“You want me to what?” The dark lion who went by the name Hakan’mawasii paused to blink at the bright-furred male who had appeared out of nowhere and begun harassing him.

“I want you to train me. You deaf?”

“I’m not deaf.” Hakan growled, halting and swinging his great head round to face the younger male. Hakan was by no means an old lion but he was not a springing, bouncing youth either. He had reached that age of maturity now where he could take most things in his stride, where nothing really surprised him. Not normally anyway… “I heard you; I just didn’t believe what I was hearing.”

“Well believe it, old man.”

Hakan snarled and went for the orange male, swinging out with one huge, crushing paw. It skimmed the air mere millimetres from the adolescent’s snout. “You don’t know me. I don’t know you. Why would I agree to train you?”
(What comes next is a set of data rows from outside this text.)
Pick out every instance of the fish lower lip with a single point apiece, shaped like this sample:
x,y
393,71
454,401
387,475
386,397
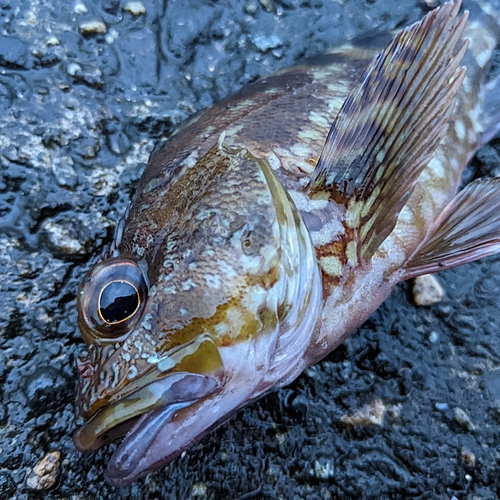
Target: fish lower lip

“Because I’m Firekin. You’ve heard of us, right? Biggest, meanest, strongest lions around. ‘Cept now there’s no one around to pass the tricks of the trade onto me. I figured I’d go look elsewhere.”

“I’ve heard of the Firekin.” Hakan exhaled noisily and in that breath he added; “My mother was a Firekin.”

“So that’s why you’re so big. I knew you were a fighter miles off.”

“Flattery won’t get you anywhere, Kid.”

“Kid? I’m not a kid.”

Hakan eyed him. “Until you can beat me in a fair fight you’ll always be a kid.”

“Does this mean you’re going to train me, then?”

“What’s in it for me?”

“You can tell everyone how you trained a mighty Firekin warrior. Wouldn’t that look good, huh? The ladies would swoon at the thought of how amazing you must be.”

“Do I look like the kind of guy who wants ladies swooning at his paws?”

Rap fell silent and his ears drooped a little. He was falling and falling fast. He needed to drag himself up out of this hole and talk the lion into doing this thing. “Listen. I need to learn how to fight. My pride has broken, or half of it anyway. Everyone’s gone. There’s no one left to help me. No one I’d be willing to let teach me, anyway.”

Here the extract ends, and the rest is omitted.